The household maid crisis continues, without any clear solutions to the problem and with prices for domestic aid skyrocketing.
At a time when everyone is pointing fingers at each other, many believe that the responsibility of this crisis lies on the shoulders of many government and private bodies involved in the business, in the labor force itself and the nature of the work in addition to the employers and families who recruit house help at large.
Ahmad Al-Fuhaid, an official at the Labor Ministry, told the local media that current negotiations with Indonesian companies and government bodies for the return of their maids to the Kingdom are stalled, since they have demanded more time to respond to the Saudi conditions.
“The two countries have not yet agreed on a time frame to send labor back to the Kingdom,” explained Al-Fuhaid.
He added that there are still friction points on the recruitment procedures between the two countries which do not include salaries and training issues.
“These two points will be agreed upon following the signing of the frame agreement. The Ministry of Labor will make all efforts possible to safeguard the rights of Saudi citizens,” he said.

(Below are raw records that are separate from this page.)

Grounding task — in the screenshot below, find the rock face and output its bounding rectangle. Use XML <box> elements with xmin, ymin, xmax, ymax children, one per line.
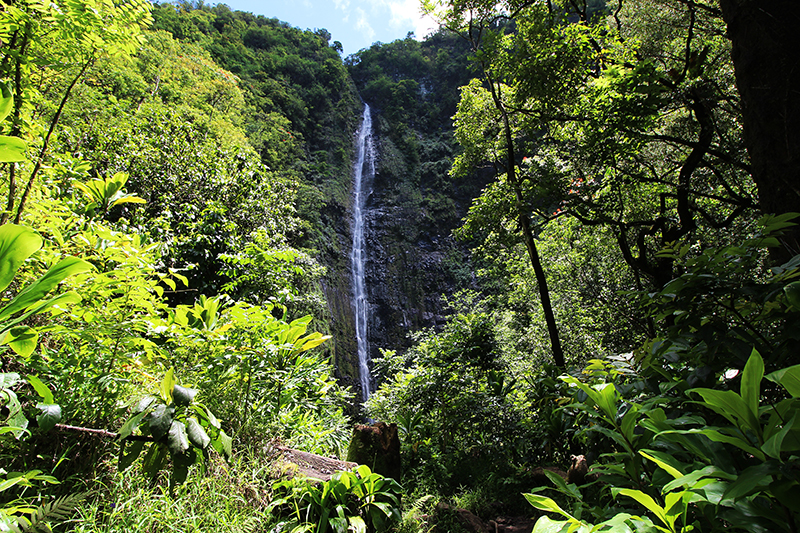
<box><xmin>360</xmin><ymin>127</ymin><xmax>491</xmax><ymax>384</ymax></box>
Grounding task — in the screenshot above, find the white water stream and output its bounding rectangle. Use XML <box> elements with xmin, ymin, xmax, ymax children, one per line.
<box><xmin>351</xmin><ymin>104</ymin><xmax>375</xmax><ymax>402</ymax></box>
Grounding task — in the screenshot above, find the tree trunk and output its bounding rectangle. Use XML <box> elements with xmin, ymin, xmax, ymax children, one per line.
<box><xmin>720</xmin><ymin>0</ymin><xmax>800</xmax><ymax>260</ymax></box>
<box><xmin>346</xmin><ymin>422</ymin><xmax>402</xmax><ymax>480</ymax></box>
<box><xmin>489</xmin><ymin>79</ymin><xmax>566</xmax><ymax>369</ymax></box>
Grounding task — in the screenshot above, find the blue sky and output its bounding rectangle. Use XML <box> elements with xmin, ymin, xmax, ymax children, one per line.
<box><xmin>217</xmin><ymin>0</ymin><xmax>440</xmax><ymax>56</ymax></box>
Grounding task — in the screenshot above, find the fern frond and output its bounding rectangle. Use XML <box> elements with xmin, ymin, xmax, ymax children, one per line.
<box><xmin>10</xmin><ymin>493</ymin><xmax>85</xmax><ymax>533</ymax></box>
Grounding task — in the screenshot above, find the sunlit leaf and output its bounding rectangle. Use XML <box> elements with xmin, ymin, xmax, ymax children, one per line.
<box><xmin>0</xmin><ymin>135</ymin><xmax>27</xmax><ymax>162</ymax></box>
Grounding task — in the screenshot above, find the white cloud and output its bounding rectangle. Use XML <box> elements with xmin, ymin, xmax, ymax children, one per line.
<box><xmin>333</xmin><ymin>0</ymin><xmax>350</xmax><ymax>10</ymax></box>
<box><xmin>380</xmin><ymin>0</ymin><xmax>439</xmax><ymax>39</ymax></box>
<box><xmin>354</xmin><ymin>6</ymin><xmax>376</xmax><ymax>42</ymax></box>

He denied that the ministry gave in to the demands and conditions of labor exporting countries, such as maids leave the household during weekly days off.
Head of the recruiting committee at the Jeddah Chamber of Commerce and Industry, Yahya Al-Maqboul, confirmed that 70 percent of the arrangements to recruit Indonesian house help have been completed so far.
Mohammad Salim, director of a recruiting office, said some labor exporting countries impose unfair conditions on recruiting offices such as paying fines on behalf of the maid if she were to violate the law.